Dead Space premier du nom y arrivait très bien, en faisant apparaître régulièrement la compagne de Isaac, jusqu’à la dernière seconde de l’aventure d’ailleurs, celle-ci étant en réalité morte depuis longtemps. Syndrome post-traumatique, couplé à l’influence du monolithe, qui suivra notre héros dans le second volet, le faisant régulièrement halluciner. Jusqu’à le faire parler, une fois encore, au fantôme de sa défunte amie, qui l’accompagnera dans les derniers instants de sa mission. Quant à Dead Space 3, s’il fait rapidement référence à la folie s’insinuant dans les synapses de Isaac dans les débuts de son aventure, il l’oublie malheureusement un peu trop vite.
La raison est simple et pourtant d’une tristesse absolue : après les chiffres de ventes comptabilisés par Dead Space 2, jugés décevants par Electronic Arts, il n’était pas question que ce nouvel opus verse à nouveau dans l’horreur psychologique. Ni dans l’horreur tout court, d’ailleurs, ce qui donne lieu à quelques changements majeurs dans la manière dont le jeu est construit. Aucun véritable temps mort pour laisser au joueur le temps de reprendre son souffle ou de digérer l’ambiance du titre ; une action frénétique qui multiplie les ennemis dans des zones pourtant toujours aussi étriquées ; une sauvegarde désormais automatique ; l’abandon de la narration environnementale…
Pourtant, il est de notoriété publique que les têtes pensantes sur le projet avaient imaginé un jeu plus proche de ses prédécesseurs, plus horrifique que le produit final. Même le nouveau système de craft et de récupération de ressources était pensé pour rapprocher Dead Space 3 d’un Survival Horror. Jusqu’à ce que Electronic Arts décide de le simplifier, ce qui n’a pas empêché l’établi de devenir illisible et imbuvable. L’éditeur annonce même que des micro-transactions seront de la partie, ce qui, déjà à l’époque, était plutôt mal vu. À juste titre. Quant à l’histoire, personne ne se fait d’illusion : il y a de fortes chances pour que ce soit le dernier opus de la série, alors autant boucler l’arc d’Isaac Clarke.

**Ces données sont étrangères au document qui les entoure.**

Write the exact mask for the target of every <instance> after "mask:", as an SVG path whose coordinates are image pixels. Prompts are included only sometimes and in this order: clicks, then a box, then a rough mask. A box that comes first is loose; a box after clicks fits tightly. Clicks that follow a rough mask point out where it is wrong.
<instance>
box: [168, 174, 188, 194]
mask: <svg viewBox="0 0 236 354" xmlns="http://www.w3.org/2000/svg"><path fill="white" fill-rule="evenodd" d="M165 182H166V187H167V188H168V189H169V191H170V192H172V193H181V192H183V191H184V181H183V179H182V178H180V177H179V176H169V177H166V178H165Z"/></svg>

Ce que le titre fait très mal, finalement, en laissant ce protagoniste qu’on avait appris à aimer pendant deux jeux (puis à moins aimer dans le troisième) dériver dans l’espace après avoir potentiellement sauvé le monde. Le pire étant que le soft s’est finalement offert un DLC nommé Awakened, ajoutant un dernier arc à cette décevante conclusion. Isaac et Carver ne sont pas morts, et unissent une dernière fois leurs forces pour retourner sur Terre. Mais une fois arrivés sur place, l’engeance qu’ils croyaient avoir détruit a finalement investi les lieux, et leurs rudimentaires moyens de communication semblent bien incapables de contacter les milliards de morts supposés.
À la poursuite du fun
Qu’il se dote de nouvelles mécaniques décevantes, ainsi que d’un scénario peu intelligent et traînant inutilement en longueur c’est une chose. Mais le cœur du problème, finalement, c’est le fait que le titre n’améliore pas vraiment la mobilité du protagoniste, mais le place malgré tout face à des hordes d’ennemis encore plus conséquentes que par le passé, encore plus rapides, et encore plus tenaces. On a rapidement l’impression que le jeu fait tout pour nous résister, ce qui serait une bonne chose dans un Survival Horror, mais devient simplement agaçant dans cette aventure pas franchement intelligente. L’ennui s’installe, et il est difficile de le déloger, malgré le rythme soutenu.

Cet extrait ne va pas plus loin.